Я стоял босиком на снегу и топтал в нем следы. Трава, что пожухла, навеки теряя свои голоса, была теперь новой силой, что снова заставит землю родить. Я топтал следы на заледеневших сугробах, а щенки проснулись от холода. Они закричали и мать их тут же примчалась кормить малышей. Я стоял и смотрел, как запорошённые снегом сухие листья, пучками свисали, словно редкие клоки шерсти на теле собаки. Я мёрз, но не смел тревожить Фрейлу, ведь она только легла прикорнуть и уже сопела глубоким собачьим сном. Чуть поодаль, за деревьями лежали другие псы. И мои человекообразные братья и сестры укрывали их от холода своими камзолами. Мы жили в мире и делили хлеб поровну. Мы вместе терпели холод и зной. Мы стали их детьми, а они нарекли нас сынами. Мы назвали их щенков своими племянниками и племянницами. И они доверяли нам свои жизни. Собаки не такие, как другие звери. Они хоть и ненавидят людей, все же готовы принять и воспитать их младенцев, сделав своей стаей. Я знаю что титул наследника престола будет преследовать меня до конца моих дней.
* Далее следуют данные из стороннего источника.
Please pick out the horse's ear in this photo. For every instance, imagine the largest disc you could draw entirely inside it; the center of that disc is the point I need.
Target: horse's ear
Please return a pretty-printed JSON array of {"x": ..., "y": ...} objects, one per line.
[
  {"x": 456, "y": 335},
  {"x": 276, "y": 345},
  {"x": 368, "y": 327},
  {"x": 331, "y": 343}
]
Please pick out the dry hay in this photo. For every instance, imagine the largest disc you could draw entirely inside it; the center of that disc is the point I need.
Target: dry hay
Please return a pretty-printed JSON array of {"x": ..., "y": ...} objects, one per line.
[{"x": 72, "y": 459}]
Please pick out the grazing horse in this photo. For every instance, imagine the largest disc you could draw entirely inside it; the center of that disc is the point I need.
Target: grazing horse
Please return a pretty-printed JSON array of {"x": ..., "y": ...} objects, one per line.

И хотя я никогда не займу место Императора, ведь предначертано оно для Боса, Апостола или Князя. Я все же, всегда буду царским сыном. Пусть и приёмным. Это честь для меня! И если другие звери стали относится к нам с призрением, а лес хочет нас изничтожить – то псы никогда! Мы навеки их славные любимые щенки.